Holiday tinkering – R & Tableau – #1

Over the holidays I’ve decided that I should try and teach myself something new.  I rather like data visualisation and also have an interest in maps, so I went looking for something to bring together these two areas.  Down the track I might rue not having an actual question to answer , but after listening to a podcast with Ben Wellington from I Quant NY who described how he sometimes started without a specific goal in mind, I might be ok…

My starting point is the PSMA Geocoded National Address File (G-NAF) dataset which contains more than 13 million Australian physical address records including latitude and longitude map coordinates.  My initial aim is to create a subset of the data in my local area (Hornsby NSW 2077, so I can add context by proximity & familiarity) using both R and Tableau.

Using some of the scripts that come with the data as a guide I manage to load the address data to a MYSQL database on an old home NAS.  I then create a view with a subset of fields which might let me add some colour to the initial plots.  For now I extract some data in a semicolon delimited text file based on a subset of postcodes in my local area. (I should look to connect directly to the data at a later stage.)

First Plots

First plots were in R, using both Google Maps and Open Street Map (OSM) and colouring by suburb.

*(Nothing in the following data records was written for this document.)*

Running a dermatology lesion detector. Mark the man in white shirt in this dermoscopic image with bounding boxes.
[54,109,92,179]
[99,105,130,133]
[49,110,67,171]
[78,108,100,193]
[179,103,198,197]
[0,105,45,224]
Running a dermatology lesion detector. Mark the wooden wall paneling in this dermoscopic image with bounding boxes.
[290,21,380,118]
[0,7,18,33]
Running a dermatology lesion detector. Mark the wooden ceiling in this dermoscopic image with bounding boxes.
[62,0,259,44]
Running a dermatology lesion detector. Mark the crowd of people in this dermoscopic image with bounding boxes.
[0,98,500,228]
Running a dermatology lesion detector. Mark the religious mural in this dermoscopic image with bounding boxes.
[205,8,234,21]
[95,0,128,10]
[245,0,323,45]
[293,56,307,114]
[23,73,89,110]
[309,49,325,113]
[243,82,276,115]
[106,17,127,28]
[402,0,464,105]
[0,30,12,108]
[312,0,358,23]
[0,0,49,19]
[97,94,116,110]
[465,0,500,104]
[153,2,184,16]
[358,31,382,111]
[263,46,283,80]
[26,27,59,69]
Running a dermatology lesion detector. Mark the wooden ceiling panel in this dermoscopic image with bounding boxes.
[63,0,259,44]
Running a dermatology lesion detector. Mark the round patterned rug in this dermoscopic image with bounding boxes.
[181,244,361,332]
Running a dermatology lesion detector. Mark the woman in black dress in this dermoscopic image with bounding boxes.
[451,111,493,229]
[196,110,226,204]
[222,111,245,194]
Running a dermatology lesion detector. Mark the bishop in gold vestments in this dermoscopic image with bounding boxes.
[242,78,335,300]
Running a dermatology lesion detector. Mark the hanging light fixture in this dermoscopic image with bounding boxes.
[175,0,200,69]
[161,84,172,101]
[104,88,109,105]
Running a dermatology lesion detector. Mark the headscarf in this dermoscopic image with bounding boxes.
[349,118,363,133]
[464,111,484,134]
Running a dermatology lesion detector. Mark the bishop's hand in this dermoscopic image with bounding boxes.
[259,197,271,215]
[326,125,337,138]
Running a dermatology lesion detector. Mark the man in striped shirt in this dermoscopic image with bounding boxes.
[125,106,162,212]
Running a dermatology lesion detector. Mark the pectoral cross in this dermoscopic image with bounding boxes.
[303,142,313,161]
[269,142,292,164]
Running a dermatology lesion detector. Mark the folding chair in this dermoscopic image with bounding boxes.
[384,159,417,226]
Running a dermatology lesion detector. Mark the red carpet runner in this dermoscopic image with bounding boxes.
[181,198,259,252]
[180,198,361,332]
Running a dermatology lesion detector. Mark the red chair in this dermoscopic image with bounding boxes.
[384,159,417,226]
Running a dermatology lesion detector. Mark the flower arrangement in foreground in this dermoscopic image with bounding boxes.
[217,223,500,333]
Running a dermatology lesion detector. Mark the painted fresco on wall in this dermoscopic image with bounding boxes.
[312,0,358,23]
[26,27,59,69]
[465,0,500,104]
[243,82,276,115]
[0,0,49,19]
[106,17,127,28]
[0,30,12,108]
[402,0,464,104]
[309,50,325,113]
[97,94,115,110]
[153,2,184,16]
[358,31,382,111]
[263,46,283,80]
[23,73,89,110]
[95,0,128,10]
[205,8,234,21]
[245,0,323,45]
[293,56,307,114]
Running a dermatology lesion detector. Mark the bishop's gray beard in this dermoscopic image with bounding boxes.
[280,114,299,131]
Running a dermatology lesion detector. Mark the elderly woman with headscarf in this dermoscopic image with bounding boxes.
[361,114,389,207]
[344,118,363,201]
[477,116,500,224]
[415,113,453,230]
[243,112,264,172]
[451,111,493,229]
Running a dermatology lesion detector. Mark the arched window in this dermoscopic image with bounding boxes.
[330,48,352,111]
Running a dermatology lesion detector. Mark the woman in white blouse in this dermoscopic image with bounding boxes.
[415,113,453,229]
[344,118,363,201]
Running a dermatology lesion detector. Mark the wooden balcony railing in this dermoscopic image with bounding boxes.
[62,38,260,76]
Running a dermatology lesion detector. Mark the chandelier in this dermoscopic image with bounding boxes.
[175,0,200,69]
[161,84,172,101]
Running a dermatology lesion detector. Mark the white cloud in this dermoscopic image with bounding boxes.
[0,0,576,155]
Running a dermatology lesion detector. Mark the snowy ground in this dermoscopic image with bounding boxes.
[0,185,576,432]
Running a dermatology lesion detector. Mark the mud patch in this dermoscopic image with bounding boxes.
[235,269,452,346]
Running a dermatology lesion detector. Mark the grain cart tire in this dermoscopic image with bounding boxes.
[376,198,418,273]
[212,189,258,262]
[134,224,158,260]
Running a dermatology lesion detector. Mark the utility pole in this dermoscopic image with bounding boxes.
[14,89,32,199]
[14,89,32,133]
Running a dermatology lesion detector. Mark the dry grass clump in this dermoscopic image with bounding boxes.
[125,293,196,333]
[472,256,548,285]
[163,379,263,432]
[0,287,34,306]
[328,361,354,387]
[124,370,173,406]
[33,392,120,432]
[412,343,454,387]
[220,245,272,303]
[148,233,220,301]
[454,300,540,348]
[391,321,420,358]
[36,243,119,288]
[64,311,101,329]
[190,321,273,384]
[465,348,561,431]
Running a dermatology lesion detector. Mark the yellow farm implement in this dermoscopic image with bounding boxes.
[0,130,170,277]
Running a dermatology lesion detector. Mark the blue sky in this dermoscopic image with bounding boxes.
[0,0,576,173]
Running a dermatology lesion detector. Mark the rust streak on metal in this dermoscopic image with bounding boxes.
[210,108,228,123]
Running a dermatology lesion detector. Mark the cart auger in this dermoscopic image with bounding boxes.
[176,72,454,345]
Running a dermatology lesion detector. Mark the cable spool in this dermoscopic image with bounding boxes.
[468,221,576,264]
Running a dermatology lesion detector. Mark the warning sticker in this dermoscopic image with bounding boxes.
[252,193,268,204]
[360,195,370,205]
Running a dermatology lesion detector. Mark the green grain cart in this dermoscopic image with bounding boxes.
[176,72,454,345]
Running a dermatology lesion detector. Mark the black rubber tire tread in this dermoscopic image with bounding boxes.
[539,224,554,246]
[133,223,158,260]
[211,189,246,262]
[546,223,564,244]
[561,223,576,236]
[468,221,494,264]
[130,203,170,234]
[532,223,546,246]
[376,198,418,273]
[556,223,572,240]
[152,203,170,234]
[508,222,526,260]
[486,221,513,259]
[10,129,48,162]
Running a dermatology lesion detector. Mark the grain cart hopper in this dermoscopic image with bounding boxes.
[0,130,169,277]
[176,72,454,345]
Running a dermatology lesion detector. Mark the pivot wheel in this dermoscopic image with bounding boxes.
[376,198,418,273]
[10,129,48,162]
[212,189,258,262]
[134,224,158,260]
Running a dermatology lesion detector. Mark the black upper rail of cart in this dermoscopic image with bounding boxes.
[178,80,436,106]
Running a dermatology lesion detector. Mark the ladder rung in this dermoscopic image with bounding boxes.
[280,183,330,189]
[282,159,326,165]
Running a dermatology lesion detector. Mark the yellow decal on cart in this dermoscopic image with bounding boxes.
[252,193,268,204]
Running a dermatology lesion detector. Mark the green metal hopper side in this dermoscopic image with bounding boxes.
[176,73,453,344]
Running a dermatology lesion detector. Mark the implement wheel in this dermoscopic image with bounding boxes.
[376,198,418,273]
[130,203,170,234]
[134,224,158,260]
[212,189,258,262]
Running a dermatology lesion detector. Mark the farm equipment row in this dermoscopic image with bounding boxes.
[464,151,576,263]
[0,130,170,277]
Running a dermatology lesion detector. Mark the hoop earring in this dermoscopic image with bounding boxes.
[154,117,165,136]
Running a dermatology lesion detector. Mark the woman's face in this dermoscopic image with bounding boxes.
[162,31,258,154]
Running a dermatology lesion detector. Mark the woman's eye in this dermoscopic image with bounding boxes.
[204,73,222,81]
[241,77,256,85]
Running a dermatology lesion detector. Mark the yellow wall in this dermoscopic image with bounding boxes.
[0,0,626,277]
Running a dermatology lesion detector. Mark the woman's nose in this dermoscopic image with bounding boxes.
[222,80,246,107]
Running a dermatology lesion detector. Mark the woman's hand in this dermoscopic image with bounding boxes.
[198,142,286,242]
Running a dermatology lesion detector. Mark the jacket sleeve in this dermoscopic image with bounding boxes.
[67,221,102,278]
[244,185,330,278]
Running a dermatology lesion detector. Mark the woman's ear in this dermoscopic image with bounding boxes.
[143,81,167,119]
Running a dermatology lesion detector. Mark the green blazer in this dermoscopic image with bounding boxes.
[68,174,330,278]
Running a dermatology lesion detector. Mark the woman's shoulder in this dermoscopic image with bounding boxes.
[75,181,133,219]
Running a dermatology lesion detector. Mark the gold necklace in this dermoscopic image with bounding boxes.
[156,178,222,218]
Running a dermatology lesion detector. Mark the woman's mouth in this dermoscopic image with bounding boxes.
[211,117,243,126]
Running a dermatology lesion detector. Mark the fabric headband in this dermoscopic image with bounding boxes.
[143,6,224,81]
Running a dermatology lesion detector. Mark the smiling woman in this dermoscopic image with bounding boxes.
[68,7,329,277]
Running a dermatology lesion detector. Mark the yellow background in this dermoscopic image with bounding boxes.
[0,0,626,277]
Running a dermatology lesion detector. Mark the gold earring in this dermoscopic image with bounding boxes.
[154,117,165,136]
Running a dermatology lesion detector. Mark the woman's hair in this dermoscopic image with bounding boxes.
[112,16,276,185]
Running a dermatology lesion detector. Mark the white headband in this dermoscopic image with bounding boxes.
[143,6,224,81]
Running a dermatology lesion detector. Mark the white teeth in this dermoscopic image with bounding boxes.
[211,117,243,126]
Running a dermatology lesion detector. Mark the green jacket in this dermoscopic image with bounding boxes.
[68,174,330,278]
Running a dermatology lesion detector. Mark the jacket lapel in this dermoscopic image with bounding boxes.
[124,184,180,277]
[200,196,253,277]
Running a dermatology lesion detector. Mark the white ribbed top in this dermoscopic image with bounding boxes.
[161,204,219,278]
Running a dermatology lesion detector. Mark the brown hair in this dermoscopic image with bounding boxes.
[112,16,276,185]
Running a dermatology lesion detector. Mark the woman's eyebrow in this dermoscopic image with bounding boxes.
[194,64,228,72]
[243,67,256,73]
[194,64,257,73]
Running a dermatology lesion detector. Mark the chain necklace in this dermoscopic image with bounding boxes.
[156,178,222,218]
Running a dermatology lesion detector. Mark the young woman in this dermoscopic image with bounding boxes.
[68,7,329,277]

R plot 1 – Google Maps R plot 1 – OSM

While the Google Maps are more familiar to me, I couldn’t work out how to enlarge the area to include all of the data points (without just having a much larger square) – the zoom function is a bit course.  The area for the OSM map however could be specified by minimum and maximum latitude and longitude resulting in a map that contained all the data points for these postcodes.

What’s next?

There are a couple of things which I’d like to look at next:

  • Does the G-NAF dataset have any interesting features (aside from having every address in the country) I can investigate
  • What other data sets can I start to merge in to add more insight? e.g. can I get shape files that describe the boundaries between suburbs?

If you’ve any suggestions please let me know!